I have a bunch of images (.png) in a directory /images/0_Non/. I'm trying to make these into a TensorFlow Data set so then I can basically run the stuff from the MINST tutorial on it as a first pass.

import tensorflow as tf

# Make a queue of file names including all the JPEG images files in the relative image directory.
filename_queue = tf.train.string_input_producer(tf.train.match_filenames_once("../images/0_Non/*.png"))

image_reader = tf.WholeFileReader()

# Read a whole file from the queue, the first returned value in the tuple is the filename which we are ignoring.
_, image_file = image_reader.read(filename_queue)

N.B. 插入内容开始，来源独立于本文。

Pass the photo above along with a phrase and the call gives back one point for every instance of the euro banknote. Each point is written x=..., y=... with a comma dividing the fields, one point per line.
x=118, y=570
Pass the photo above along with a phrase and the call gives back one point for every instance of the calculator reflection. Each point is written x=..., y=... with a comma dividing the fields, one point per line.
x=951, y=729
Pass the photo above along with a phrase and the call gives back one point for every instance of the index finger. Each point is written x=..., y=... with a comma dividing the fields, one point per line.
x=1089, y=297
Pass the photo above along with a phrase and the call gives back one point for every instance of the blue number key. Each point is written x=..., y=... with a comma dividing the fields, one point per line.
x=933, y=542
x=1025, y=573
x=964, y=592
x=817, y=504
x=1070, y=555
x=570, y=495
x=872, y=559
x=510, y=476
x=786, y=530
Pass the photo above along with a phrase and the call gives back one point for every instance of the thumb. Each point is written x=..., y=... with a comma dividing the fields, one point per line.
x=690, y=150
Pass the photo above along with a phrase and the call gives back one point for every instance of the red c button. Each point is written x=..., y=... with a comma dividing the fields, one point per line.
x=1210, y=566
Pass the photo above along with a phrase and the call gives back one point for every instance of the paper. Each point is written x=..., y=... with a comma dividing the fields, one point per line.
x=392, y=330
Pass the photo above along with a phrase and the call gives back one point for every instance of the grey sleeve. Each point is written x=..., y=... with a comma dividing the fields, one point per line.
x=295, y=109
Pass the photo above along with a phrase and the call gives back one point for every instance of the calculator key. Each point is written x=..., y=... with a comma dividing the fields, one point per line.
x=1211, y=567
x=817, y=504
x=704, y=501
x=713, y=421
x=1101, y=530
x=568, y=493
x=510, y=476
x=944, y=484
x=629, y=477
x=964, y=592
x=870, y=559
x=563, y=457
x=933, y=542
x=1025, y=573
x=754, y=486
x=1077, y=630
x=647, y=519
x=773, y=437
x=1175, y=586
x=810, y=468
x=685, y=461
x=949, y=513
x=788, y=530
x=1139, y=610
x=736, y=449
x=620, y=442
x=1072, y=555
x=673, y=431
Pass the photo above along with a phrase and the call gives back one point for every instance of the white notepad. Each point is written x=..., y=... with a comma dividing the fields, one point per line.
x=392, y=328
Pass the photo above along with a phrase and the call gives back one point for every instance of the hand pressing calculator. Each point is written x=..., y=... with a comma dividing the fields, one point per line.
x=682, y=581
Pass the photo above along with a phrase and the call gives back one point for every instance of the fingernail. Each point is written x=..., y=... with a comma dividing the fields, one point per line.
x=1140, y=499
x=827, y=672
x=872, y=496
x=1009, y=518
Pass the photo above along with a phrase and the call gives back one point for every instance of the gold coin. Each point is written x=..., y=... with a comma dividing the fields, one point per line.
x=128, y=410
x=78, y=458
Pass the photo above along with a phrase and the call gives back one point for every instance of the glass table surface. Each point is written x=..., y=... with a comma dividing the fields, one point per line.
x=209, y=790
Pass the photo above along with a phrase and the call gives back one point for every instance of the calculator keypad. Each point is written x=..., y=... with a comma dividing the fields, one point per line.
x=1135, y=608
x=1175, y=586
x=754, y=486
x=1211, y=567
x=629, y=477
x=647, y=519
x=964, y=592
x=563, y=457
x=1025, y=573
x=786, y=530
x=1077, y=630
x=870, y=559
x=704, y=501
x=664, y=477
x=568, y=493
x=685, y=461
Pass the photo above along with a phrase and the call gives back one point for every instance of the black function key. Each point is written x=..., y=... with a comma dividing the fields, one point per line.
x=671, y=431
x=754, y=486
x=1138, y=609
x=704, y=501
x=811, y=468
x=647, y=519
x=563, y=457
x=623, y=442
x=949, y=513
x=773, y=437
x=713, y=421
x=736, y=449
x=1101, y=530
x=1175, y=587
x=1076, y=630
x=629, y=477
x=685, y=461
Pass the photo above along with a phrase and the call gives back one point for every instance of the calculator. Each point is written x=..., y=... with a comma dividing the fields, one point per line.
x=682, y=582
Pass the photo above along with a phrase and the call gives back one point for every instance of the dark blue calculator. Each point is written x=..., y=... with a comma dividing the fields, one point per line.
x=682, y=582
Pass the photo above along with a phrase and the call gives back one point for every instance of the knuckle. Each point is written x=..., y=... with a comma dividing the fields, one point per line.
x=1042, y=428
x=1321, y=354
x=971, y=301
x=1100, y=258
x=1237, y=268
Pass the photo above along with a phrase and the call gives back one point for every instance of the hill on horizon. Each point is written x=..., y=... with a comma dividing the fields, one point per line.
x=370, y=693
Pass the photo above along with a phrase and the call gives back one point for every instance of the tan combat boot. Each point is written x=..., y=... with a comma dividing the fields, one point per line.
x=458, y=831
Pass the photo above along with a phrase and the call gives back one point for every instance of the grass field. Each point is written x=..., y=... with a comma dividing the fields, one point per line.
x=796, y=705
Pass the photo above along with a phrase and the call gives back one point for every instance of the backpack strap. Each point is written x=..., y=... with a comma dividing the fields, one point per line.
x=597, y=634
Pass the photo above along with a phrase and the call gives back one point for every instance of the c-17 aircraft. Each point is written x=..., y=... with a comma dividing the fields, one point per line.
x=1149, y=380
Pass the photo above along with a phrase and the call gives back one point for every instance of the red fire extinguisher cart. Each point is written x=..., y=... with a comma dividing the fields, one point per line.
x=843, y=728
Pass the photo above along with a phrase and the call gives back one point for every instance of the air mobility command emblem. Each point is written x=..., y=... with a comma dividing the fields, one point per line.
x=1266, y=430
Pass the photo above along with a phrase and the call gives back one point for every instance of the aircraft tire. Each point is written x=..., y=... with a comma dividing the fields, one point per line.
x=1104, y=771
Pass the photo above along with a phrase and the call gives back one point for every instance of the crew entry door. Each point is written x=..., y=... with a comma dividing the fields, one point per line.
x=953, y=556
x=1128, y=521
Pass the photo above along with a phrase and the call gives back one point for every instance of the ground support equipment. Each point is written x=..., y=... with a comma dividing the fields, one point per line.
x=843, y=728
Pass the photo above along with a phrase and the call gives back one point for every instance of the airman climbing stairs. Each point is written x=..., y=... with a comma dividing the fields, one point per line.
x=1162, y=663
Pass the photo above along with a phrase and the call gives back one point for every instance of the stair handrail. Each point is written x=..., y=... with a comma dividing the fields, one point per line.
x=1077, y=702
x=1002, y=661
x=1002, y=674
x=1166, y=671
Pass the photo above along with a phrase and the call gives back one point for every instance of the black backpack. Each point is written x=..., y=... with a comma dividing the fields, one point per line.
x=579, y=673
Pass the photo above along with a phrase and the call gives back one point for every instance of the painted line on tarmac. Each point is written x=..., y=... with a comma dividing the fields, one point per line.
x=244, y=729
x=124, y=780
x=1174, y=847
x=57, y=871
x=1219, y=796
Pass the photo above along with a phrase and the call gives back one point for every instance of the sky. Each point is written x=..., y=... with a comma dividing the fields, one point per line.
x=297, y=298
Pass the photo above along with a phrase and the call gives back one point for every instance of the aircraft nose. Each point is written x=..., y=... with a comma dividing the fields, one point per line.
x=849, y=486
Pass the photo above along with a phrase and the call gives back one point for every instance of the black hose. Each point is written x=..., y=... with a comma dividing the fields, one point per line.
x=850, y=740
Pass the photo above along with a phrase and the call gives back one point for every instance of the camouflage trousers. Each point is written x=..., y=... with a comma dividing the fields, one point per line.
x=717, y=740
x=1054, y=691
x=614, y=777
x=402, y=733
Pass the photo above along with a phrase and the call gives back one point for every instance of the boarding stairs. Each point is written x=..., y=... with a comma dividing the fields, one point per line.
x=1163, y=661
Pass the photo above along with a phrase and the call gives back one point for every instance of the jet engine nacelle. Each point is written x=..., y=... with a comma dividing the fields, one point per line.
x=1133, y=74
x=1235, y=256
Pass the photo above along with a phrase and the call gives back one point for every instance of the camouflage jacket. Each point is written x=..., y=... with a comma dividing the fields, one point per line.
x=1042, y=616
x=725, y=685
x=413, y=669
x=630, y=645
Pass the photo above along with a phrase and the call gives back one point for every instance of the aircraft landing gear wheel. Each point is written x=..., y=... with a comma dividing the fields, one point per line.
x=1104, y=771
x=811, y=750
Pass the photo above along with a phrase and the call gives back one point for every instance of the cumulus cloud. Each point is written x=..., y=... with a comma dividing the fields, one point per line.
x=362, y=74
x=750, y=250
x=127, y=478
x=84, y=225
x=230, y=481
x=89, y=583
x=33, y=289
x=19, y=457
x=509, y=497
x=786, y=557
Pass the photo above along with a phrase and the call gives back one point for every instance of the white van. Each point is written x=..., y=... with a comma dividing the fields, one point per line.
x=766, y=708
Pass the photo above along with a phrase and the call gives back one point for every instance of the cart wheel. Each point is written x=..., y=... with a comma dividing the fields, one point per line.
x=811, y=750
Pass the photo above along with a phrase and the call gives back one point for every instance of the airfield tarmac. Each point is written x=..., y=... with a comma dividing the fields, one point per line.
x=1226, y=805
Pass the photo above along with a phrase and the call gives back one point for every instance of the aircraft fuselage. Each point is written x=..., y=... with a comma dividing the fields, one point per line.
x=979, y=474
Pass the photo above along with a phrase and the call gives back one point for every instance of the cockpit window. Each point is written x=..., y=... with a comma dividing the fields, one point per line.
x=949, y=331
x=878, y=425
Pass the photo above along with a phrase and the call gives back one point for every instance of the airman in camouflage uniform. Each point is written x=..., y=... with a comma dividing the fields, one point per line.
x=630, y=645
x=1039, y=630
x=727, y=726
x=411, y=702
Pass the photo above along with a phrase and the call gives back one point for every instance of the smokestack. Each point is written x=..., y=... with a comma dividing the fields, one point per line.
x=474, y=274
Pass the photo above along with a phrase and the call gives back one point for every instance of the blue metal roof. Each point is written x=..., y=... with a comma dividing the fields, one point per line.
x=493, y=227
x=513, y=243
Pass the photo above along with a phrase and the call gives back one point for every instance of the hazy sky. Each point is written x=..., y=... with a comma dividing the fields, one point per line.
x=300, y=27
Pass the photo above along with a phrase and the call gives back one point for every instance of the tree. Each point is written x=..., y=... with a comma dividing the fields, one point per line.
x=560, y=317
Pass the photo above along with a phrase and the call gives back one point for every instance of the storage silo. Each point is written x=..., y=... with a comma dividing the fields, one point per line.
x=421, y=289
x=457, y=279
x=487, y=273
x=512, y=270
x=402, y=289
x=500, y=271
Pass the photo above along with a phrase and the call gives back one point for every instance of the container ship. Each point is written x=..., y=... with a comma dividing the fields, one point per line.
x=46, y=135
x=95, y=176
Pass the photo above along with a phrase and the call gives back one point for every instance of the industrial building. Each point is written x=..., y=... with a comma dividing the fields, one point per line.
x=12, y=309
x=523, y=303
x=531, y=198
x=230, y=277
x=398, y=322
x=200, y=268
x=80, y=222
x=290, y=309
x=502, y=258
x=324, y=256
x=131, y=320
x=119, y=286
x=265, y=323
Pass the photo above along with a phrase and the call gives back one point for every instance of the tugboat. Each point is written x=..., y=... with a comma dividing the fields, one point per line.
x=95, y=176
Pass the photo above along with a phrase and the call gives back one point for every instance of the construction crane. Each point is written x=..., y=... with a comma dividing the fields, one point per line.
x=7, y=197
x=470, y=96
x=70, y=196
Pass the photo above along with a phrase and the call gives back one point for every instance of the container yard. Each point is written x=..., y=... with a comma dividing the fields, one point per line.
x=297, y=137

image = tf.image.decode_png(image_file)

# Start a new session to show example output.
with tf.Session() as sess:
    # Required to get the filename matching to run.
    tf.initialize_all_variables().run()

    # Coordinate the loading of image files.
    coord = tf.train.Coordinator()
    threads = tf.train.start_queue_runners(coord=coord)

    # Get an image tensor and print its value.
    image_tensor = sess.run([image])
    print(image_tensor)

    # Finish off the filename queue coordinator.
    coord.request_stop()
    coord.join(threads)

我有点不明白这里发生了什么.所以看起来 image 是一个张量而 image_tensor 是一个 numpy 数组?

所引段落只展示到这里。